Сперва дыхание остановилось у него в груди, в глазах потемнело, а в горле словно заклокотало что-то. Его рука сама собою потянулась к поясу, нащупывая рукоять ножа. Но это длилось только мгновение, кровь отхлынула от головы и перестала туманить мозг, руки бессильно опустились, весь он поник и как-то сразу ослаб. Он слышал поцелуи, страстный лепет, и нестерпимая тоска вдруг охватила его сердце.
"Нет! — вихрем летели в его мозгу мысли. — Видно, не суждено мне любить счастливо, не для меня на роду счастье написано!.."
И тут вдруг ему припомнилась его любовь к Ганночке Грушецкой, вспыхнувшая в его страстной душе вот так же неожиданно, как и теперь. Тогда она всецело родилась из жажды мести, но всецело овладела им. Это была бешеная страсть, и она не нашла себе ни малейшего удовлетворения: ведь Ганночка даже не узнала, что князь Агадар-Ковранский любил ее, он в ее жизни был лишь мимолетным воспоминанием. Она даже не узнала о том, что только внезапно всколыхнувшийся в неукротимой душе добрый порыв отвел от нее смертельный удар.
Теперь случилось то же. Сразу был очарован Василий Лукич другой женщиной, и эта женщина, опять всколыхнувшая его душу, уже принадлежала другому.
Так и стоял неукротимый князь, около стены под окном, и все слабела и слабела его душа, замирал его мятущийся дух, ослабевала недавно еще могучая воля. А в открытое окно ясно слышался любовный лепет. В людях сказалось человеческое: ради любви было позабыто все на свете, нежному чувству уступили место все тревоги и заботы.
Посерела недолгая сентябрьская ночь, на востоке загоралась предрассветная заря.
— Новый день зачинается! — проговорил князь Василий Васильевич, тихо подводя Софью Алексеевну к поднятому окну, сквозь которое врывались в неосвещенный покой утренняя свежесть и первые лучи еще невидимого солнца. — Видишь, ненаглядная?

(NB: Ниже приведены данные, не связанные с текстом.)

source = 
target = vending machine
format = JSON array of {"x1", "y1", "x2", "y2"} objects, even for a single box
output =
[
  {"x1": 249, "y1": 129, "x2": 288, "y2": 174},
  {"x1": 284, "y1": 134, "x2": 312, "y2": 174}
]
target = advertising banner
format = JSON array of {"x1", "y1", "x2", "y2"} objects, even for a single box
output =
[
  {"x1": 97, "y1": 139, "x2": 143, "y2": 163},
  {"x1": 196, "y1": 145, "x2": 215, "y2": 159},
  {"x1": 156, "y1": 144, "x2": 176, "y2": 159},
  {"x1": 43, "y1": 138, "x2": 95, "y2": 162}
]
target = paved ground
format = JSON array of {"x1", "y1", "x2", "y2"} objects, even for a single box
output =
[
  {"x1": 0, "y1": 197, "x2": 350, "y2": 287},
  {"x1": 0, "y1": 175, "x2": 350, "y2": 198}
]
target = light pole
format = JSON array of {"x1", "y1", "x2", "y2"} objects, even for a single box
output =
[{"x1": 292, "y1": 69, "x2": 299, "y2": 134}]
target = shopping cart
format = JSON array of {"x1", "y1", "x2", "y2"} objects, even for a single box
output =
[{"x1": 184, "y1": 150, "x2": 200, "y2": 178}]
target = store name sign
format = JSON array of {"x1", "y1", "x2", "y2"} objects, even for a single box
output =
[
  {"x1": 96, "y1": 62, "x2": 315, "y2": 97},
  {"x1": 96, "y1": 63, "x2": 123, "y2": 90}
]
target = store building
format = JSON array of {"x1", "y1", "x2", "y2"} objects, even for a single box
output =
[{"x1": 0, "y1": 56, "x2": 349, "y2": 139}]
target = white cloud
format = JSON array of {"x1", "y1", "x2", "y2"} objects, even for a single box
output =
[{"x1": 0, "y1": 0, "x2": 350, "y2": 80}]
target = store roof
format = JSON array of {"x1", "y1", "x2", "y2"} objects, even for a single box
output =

— Пусть эта заря будет нашею зарею! — томно ответила Софья, — помни, Васенька: и на жизнь, и на смерть вместе.
— Да будет так! — с чувством проговорил Голицын.
В этот момент ему кинулась в глаза чья-то фигура, быстро удалявшаяся к воротам сада. Это уходил сломленный любовью князь Агадар-Ковранский.
XXXVII
ПОСЛЕ ВСПЫШКИ
Уже на другое утро по Воздвиженскому разнеслась весть, что на Москве бунтуют стрельцы, пораженные слухом о казни своего батьки Тараруя. Они, охваченные мстительным порывом, разобрали оружие и попробовали поднять бунт. Кремль был занят ватагами стрельцов, у которых оказались даже пушки, самовольно захваченные ими на Пушечном дворе. Стрельцы дошли до такой дерзости, что толпились на Крестовой у патриарха и грозили убить его. К ним скоро присоединились солдаты бутырского полка, также вооружившиеся и также озлобившиеся на отсутствующее правительство. Словом, вспыхивал новый бунт, грозивший залить кровью всю Москву.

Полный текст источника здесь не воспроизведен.